Electronic cigarettes are more dangerous to health than first thought and are seen by teenagers as a first step to smoking real cigarettes, according to a new fact sheet produced by the Trimbos addiction clinic on behalf of the health ministry.
Fifteen years after they first came on the market, some 3.1% of Dutch adults now use an e-cigarette on occasion, Trimbos said. Their use is largely seen as a way to stop smoking cigarettes, although almost three quarters of users still smoke in the traditional way.
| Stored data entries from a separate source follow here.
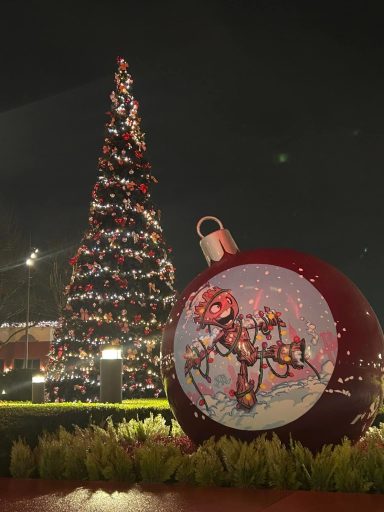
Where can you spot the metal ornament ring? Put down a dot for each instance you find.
(203, 219)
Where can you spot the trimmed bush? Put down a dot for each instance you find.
(23, 463)
(141, 452)
(28, 421)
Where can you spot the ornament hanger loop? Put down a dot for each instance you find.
(203, 219)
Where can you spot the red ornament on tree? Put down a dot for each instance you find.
(295, 343)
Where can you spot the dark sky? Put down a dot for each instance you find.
(225, 87)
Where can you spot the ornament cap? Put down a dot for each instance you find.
(216, 244)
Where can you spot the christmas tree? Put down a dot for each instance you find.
(121, 289)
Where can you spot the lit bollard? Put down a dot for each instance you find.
(111, 370)
(38, 389)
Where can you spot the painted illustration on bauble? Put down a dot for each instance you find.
(256, 347)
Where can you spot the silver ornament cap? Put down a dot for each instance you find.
(216, 244)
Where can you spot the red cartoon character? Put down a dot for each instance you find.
(218, 308)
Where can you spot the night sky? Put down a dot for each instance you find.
(267, 114)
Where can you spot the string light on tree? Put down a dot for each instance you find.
(121, 289)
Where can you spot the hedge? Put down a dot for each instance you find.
(26, 420)
(152, 452)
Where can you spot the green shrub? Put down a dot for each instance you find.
(244, 463)
(23, 463)
(185, 473)
(281, 468)
(176, 430)
(139, 431)
(23, 419)
(106, 459)
(209, 470)
(146, 451)
(349, 474)
(302, 459)
(323, 468)
(157, 463)
(75, 446)
(50, 455)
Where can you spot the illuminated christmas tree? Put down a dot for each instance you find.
(121, 288)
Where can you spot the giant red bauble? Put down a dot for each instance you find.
(219, 381)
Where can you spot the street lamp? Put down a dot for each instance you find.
(38, 389)
(111, 369)
(29, 263)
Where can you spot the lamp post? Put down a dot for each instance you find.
(38, 389)
(29, 263)
(111, 370)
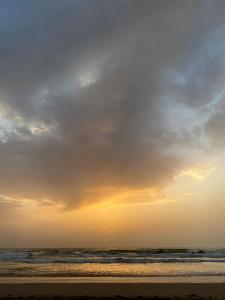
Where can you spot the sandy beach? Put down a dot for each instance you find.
(112, 290)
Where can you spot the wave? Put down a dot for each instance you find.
(108, 256)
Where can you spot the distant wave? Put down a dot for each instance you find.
(103, 256)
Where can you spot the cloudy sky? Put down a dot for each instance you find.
(112, 123)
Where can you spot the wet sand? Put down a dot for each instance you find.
(112, 290)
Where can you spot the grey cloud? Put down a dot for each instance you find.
(105, 134)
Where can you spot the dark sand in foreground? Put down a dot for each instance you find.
(112, 290)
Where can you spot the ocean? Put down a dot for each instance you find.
(111, 263)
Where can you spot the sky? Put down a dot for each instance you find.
(112, 123)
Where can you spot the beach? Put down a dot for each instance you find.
(112, 290)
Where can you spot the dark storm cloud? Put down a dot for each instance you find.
(85, 89)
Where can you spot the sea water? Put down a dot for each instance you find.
(113, 263)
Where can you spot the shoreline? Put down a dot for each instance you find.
(112, 290)
(111, 280)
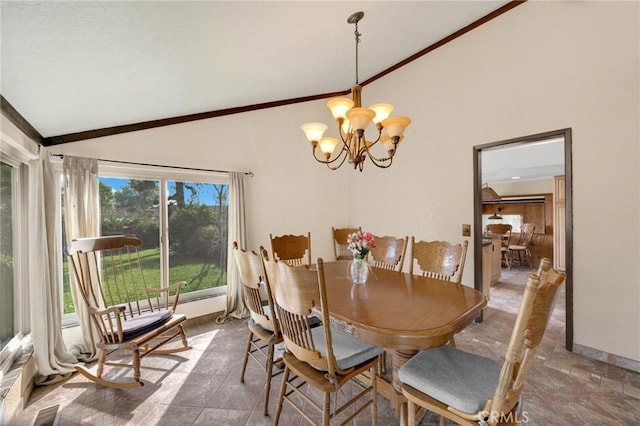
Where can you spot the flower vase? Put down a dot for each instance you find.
(358, 271)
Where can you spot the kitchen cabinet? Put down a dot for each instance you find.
(559, 224)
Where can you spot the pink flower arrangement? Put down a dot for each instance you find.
(360, 244)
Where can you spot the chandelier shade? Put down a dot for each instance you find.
(352, 122)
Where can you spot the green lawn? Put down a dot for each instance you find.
(198, 274)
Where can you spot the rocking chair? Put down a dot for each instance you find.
(125, 312)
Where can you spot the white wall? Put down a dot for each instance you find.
(542, 66)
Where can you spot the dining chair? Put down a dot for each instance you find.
(470, 389)
(439, 259)
(521, 248)
(388, 253)
(264, 330)
(293, 249)
(324, 357)
(502, 231)
(340, 243)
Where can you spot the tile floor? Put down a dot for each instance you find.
(201, 386)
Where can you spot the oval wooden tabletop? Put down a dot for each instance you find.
(399, 310)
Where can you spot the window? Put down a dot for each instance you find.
(13, 253)
(7, 209)
(184, 238)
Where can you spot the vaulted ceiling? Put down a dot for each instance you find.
(72, 67)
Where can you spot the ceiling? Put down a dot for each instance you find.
(523, 161)
(77, 66)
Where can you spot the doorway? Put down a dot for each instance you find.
(564, 135)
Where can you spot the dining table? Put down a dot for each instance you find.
(400, 312)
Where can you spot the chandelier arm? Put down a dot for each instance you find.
(365, 147)
(382, 162)
(344, 157)
(327, 161)
(374, 158)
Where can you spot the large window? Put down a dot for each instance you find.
(13, 252)
(182, 224)
(7, 212)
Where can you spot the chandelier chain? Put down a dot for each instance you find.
(357, 34)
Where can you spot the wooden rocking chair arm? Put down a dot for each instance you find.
(103, 311)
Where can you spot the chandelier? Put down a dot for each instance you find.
(352, 122)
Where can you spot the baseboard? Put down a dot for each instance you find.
(21, 383)
(618, 361)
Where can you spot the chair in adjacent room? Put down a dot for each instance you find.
(388, 253)
(293, 249)
(521, 248)
(340, 243)
(502, 231)
(264, 331)
(129, 314)
(471, 389)
(324, 357)
(439, 259)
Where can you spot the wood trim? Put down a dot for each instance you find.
(14, 116)
(475, 24)
(108, 131)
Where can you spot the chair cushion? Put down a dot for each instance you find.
(348, 349)
(144, 323)
(456, 378)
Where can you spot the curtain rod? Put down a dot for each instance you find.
(250, 174)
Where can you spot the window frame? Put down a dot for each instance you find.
(21, 325)
(162, 175)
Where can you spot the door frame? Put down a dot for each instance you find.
(477, 215)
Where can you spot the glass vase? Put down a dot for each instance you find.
(358, 271)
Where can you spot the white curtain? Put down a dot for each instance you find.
(53, 360)
(81, 219)
(237, 232)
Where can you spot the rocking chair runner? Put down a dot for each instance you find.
(126, 313)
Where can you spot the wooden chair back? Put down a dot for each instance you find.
(108, 272)
(125, 310)
(388, 253)
(439, 259)
(526, 234)
(535, 310)
(340, 243)
(295, 250)
(300, 290)
(257, 293)
(501, 229)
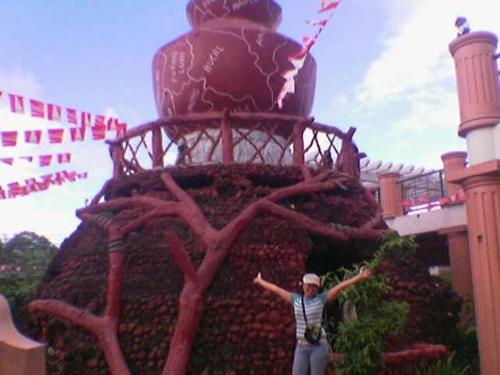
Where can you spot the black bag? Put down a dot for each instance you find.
(312, 333)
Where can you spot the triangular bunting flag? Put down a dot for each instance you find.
(98, 132)
(71, 115)
(45, 160)
(58, 178)
(32, 136)
(100, 120)
(55, 135)
(327, 5)
(16, 103)
(27, 158)
(77, 134)
(86, 119)
(70, 176)
(9, 139)
(8, 161)
(112, 122)
(15, 189)
(64, 158)
(53, 112)
(121, 130)
(37, 108)
(31, 185)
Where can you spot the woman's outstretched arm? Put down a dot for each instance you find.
(364, 273)
(282, 293)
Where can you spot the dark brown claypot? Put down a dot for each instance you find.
(230, 63)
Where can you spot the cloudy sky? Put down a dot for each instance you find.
(383, 67)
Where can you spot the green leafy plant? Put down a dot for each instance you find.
(28, 256)
(361, 340)
(448, 367)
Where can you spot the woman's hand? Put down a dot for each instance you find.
(258, 278)
(364, 273)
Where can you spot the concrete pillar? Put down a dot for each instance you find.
(18, 354)
(453, 162)
(458, 247)
(479, 99)
(478, 94)
(483, 216)
(391, 195)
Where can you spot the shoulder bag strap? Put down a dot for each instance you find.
(303, 309)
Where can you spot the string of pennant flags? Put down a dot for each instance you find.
(11, 138)
(82, 126)
(299, 58)
(42, 183)
(43, 160)
(98, 124)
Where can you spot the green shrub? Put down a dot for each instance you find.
(361, 341)
(448, 367)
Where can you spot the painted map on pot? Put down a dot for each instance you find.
(264, 12)
(232, 66)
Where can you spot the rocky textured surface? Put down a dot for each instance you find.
(243, 328)
(233, 59)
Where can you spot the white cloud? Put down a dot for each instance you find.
(49, 213)
(417, 54)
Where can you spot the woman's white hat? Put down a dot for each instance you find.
(311, 278)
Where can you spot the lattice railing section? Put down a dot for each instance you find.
(224, 137)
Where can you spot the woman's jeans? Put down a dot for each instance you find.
(313, 356)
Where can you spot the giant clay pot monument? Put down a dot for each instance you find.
(158, 277)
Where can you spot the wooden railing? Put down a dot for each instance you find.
(214, 137)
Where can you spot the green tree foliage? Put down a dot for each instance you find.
(361, 340)
(27, 255)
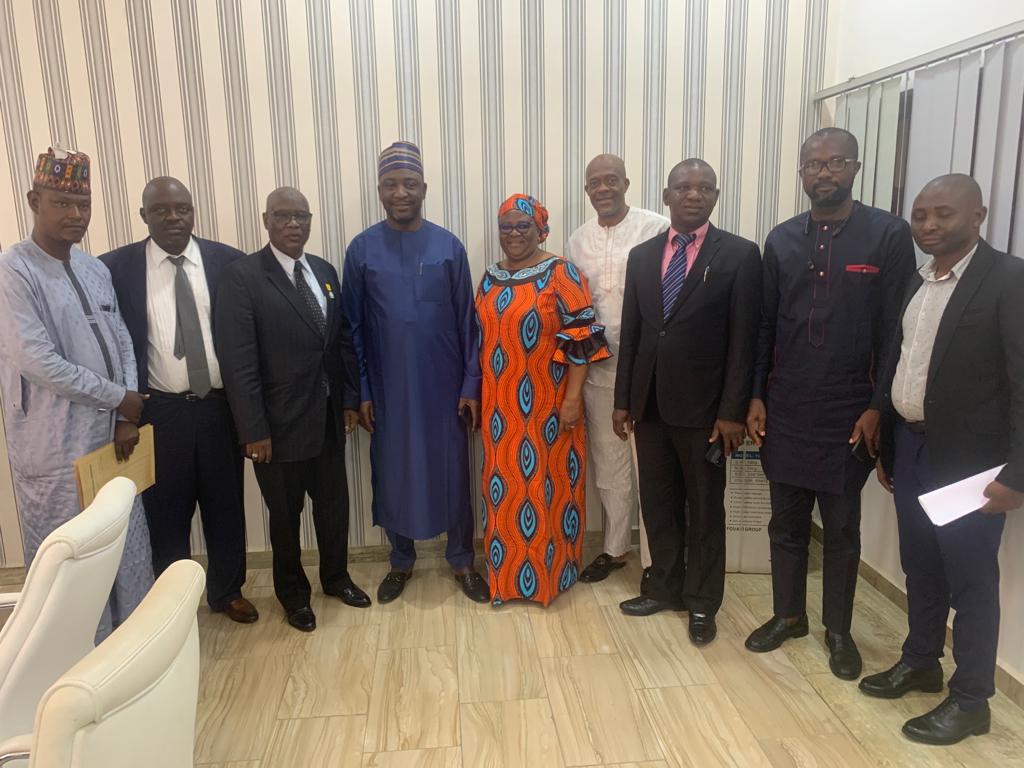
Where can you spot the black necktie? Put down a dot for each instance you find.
(672, 283)
(308, 299)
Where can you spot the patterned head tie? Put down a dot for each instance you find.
(400, 156)
(62, 170)
(530, 207)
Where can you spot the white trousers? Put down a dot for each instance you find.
(614, 474)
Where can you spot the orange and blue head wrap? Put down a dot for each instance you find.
(530, 207)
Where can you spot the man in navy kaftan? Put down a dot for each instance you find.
(409, 296)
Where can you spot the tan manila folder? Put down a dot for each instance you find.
(94, 469)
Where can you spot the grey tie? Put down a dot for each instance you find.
(187, 335)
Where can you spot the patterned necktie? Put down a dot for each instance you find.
(672, 283)
(308, 299)
(187, 334)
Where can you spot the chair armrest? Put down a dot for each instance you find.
(9, 600)
(15, 748)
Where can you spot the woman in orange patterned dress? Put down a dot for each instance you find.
(538, 334)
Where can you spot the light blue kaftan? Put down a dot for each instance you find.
(66, 360)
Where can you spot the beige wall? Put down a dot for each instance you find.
(239, 96)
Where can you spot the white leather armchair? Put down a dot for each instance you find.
(55, 614)
(132, 700)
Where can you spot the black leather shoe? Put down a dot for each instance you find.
(303, 620)
(901, 679)
(947, 724)
(473, 587)
(645, 582)
(599, 569)
(771, 635)
(392, 586)
(350, 595)
(844, 658)
(645, 606)
(702, 628)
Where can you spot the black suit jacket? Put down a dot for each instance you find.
(701, 356)
(127, 265)
(276, 365)
(974, 398)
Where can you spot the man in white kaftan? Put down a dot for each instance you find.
(600, 249)
(67, 372)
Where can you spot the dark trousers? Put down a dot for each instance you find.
(285, 485)
(682, 499)
(954, 565)
(790, 536)
(458, 551)
(198, 461)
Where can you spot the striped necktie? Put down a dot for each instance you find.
(672, 283)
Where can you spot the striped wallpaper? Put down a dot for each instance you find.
(239, 96)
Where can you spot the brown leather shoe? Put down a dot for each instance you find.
(241, 610)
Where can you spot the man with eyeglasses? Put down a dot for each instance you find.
(834, 279)
(166, 287)
(289, 368)
(409, 295)
(600, 248)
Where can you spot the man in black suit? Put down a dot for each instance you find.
(683, 382)
(955, 409)
(166, 286)
(290, 372)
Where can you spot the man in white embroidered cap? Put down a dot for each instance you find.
(67, 371)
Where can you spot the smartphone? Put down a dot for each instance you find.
(860, 453)
(715, 455)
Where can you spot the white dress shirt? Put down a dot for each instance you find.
(921, 324)
(601, 253)
(167, 373)
(288, 264)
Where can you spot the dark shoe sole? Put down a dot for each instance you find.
(798, 634)
(240, 619)
(980, 730)
(600, 576)
(652, 612)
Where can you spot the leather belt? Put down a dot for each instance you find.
(190, 396)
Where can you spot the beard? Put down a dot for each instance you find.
(833, 199)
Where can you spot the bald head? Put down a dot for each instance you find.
(167, 211)
(842, 141)
(605, 184)
(288, 197)
(947, 215)
(287, 220)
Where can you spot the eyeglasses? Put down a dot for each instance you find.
(612, 182)
(836, 165)
(284, 217)
(522, 227)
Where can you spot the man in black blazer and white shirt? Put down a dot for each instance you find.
(955, 409)
(167, 285)
(690, 316)
(289, 367)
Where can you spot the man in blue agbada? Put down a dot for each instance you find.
(408, 293)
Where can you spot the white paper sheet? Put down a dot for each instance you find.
(953, 502)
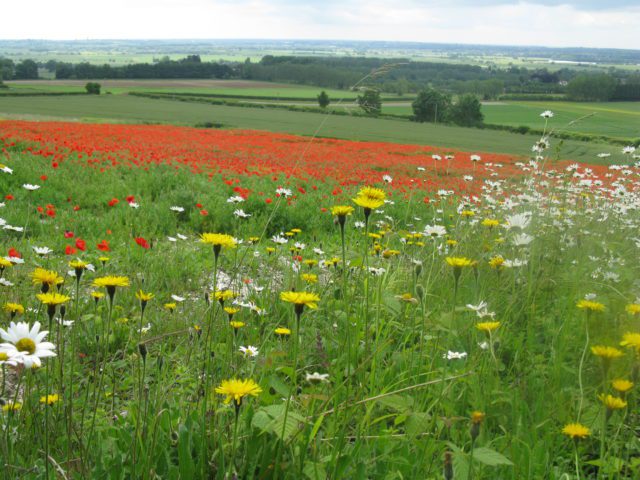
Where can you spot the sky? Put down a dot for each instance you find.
(570, 23)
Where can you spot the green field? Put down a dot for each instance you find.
(122, 108)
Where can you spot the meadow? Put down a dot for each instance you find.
(124, 108)
(196, 303)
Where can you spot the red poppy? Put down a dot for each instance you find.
(103, 246)
(142, 242)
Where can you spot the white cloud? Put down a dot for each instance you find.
(570, 23)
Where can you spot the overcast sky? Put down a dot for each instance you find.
(588, 23)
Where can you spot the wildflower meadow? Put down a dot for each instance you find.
(182, 303)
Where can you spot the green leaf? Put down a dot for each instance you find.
(490, 457)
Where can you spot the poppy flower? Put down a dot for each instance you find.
(142, 242)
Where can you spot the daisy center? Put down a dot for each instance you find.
(26, 345)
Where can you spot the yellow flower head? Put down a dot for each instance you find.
(487, 327)
(218, 240)
(301, 299)
(621, 385)
(53, 298)
(236, 390)
(341, 210)
(633, 308)
(111, 281)
(590, 305)
(631, 340)
(459, 262)
(611, 402)
(370, 198)
(40, 276)
(144, 297)
(606, 353)
(14, 308)
(576, 431)
(49, 399)
(282, 332)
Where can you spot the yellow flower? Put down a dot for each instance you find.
(590, 306)
(282, 332)
(487, 327)
(300, 299)
(477, 417)
(459, 262)
(370, 198)
(633, 308)
(611, 402)
(218, 240)
(310, 277)
(631, 340)
(606, 353)
(13, 308)
(111, 281)
(236, 390)
(621, 385)
(40, 276)
(576, 431)
(144, 297)
(53, 298)
(341, 210)
(49, 399)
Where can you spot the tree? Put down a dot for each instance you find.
(370, 102)
(467, 111)
(93, 88)
(431, 106)
(323, 99)
(26, 70)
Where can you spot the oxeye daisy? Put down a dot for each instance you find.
(25, 344)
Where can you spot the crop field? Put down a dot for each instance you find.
(123, 108)
(185, 303)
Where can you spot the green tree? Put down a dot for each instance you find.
(370, 102)
(323, 99)
(431, 106)
(467, 111)
(93, 88)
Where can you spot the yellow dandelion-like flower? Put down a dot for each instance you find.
(606, 353)
(633, 308)
(611, 402)
(622, 385)
(282, 331)
(301, 299)
(487, 327)
(13, 308)
(631, 340)
(590, 305)
(50, 399)
(236, 390)
(53, 298)
(576, 431)
(218, 240)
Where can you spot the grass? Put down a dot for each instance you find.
(130, 109)
(392, 376)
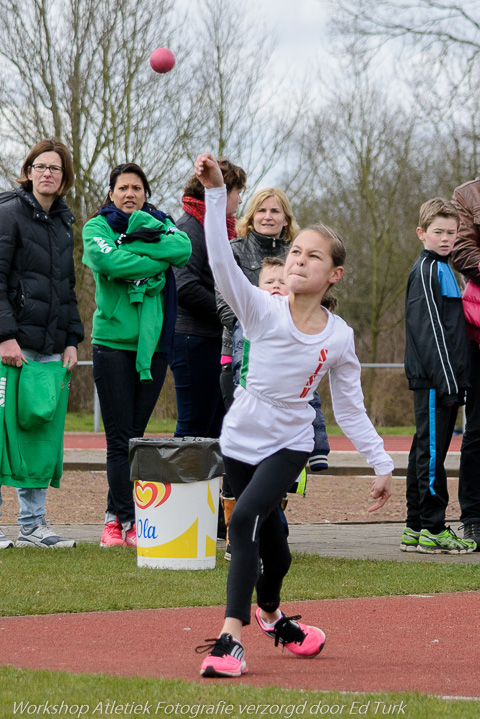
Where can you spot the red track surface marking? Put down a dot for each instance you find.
(395, 644)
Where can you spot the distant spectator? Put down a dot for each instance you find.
(466, 259)
(40, 329)
(436, 365)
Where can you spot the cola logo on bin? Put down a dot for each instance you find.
(151, 493)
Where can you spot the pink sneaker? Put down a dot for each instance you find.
(227, 658)
(300, 639)
(112, 535)
(131, 536)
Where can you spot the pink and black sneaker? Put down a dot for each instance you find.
(226, 659)
(300, 639)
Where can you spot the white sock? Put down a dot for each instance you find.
(271, 625)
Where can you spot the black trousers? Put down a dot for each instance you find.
(427, 494)
(257, 531)
(126, 405)
(469, 480)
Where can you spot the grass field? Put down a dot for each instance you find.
(76, 583)
(94, 696)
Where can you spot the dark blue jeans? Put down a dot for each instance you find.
(196, 371)
(469, 479)
(126, 406)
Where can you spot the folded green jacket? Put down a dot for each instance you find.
(33, 406)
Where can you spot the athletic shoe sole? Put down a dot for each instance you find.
(440, 550)
(408, 547)
(210, 672)
(58, 545)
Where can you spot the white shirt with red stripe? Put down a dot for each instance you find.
(283, 366)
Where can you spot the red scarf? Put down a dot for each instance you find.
(196, 208)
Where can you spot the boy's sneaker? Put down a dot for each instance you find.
(446, 542)
(409, 541)
(112, 535)
(43, 536)
(131, 536)
(5, 542)
(227, 658)
(318, 462)
(300, 639)
(471, 530)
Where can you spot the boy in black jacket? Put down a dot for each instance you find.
(436, 365)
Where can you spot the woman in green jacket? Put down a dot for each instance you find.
(130, 247)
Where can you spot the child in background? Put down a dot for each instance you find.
(436, 365)
(267, 435)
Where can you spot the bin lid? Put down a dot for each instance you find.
(173, 460)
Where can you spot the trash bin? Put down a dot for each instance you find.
(176, 489)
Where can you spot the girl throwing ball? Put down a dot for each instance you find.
(267, 435)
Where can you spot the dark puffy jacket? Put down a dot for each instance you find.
(249, 251)
(197, 311)
(38, 306)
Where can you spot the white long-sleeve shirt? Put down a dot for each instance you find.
(283, 366)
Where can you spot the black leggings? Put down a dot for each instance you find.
(256, 530)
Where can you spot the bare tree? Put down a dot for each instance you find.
(446, 31)
(79, 69)
(364, 171)
(248, 114)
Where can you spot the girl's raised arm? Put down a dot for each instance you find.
(208, 171)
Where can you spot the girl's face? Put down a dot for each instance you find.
(128, 194)
(270, 218)
(309, 267)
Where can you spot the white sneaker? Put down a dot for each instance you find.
(5, 543)
(43, 536)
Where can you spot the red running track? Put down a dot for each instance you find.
(427, 644)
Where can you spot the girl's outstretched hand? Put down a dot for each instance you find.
(208, 171)
(381, 490)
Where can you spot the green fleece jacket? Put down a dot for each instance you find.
(33, 405)
(129, 316)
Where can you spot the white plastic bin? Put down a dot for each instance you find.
(176, 490)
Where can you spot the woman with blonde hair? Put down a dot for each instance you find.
(262, 208)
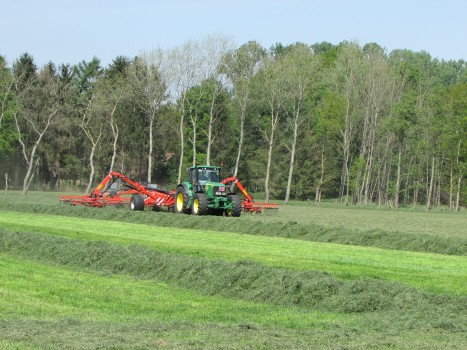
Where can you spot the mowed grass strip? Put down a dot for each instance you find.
(47, 306)
(433, 232)
(431, 272)
(32, 289)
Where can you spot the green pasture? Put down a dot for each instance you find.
(302, 277)
(435, 273)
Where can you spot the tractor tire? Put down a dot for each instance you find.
(137, 202)
(180, 200)
(236, 208)
(200, 204)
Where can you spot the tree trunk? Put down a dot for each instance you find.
(240, 144)
(398, 180)
(182, 145)
(321, 179)
(268, 167)
(274, 121)
(91, 163)
(193, 140)
(458, 194)
(240, 141)
(114, 146)
(430, 191)
(292, 159)
(150, 155)
(210, 126)
(451, 188)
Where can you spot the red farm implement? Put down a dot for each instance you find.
(248, 205)
(106, 193)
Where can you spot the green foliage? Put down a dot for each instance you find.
(355, 102)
However, according to figures from 2017, 27% of 12 to 16-year-olds have used an e-cigarette, as have 44% of vocational and hbo college students, and there is increasing evidence that they are becoming a stepping stone to tobacco. In particular the flavours are attractive to youngsters, as is the low cost, the Trimbos agency said.
In addition the liquids contain chemicals which can be carcinogenic or otherwise dangerous. But the impact on lung and heart disease and cancer rates will only become clear in the long term, Trimbos says.
However, the organisation says, the health of the Dutch would be best served if the use of e-cigarettes is restricted to hardened smokers who cannot stop using other tried methods.
‘The new Trimbos insights raise questions about introducing additional legislation,’ Blokhuis said in his briefing to MPs. The minister will now study the research in more detail and, according to the Telegraaf, a ban on flavourings is one of the options being considered.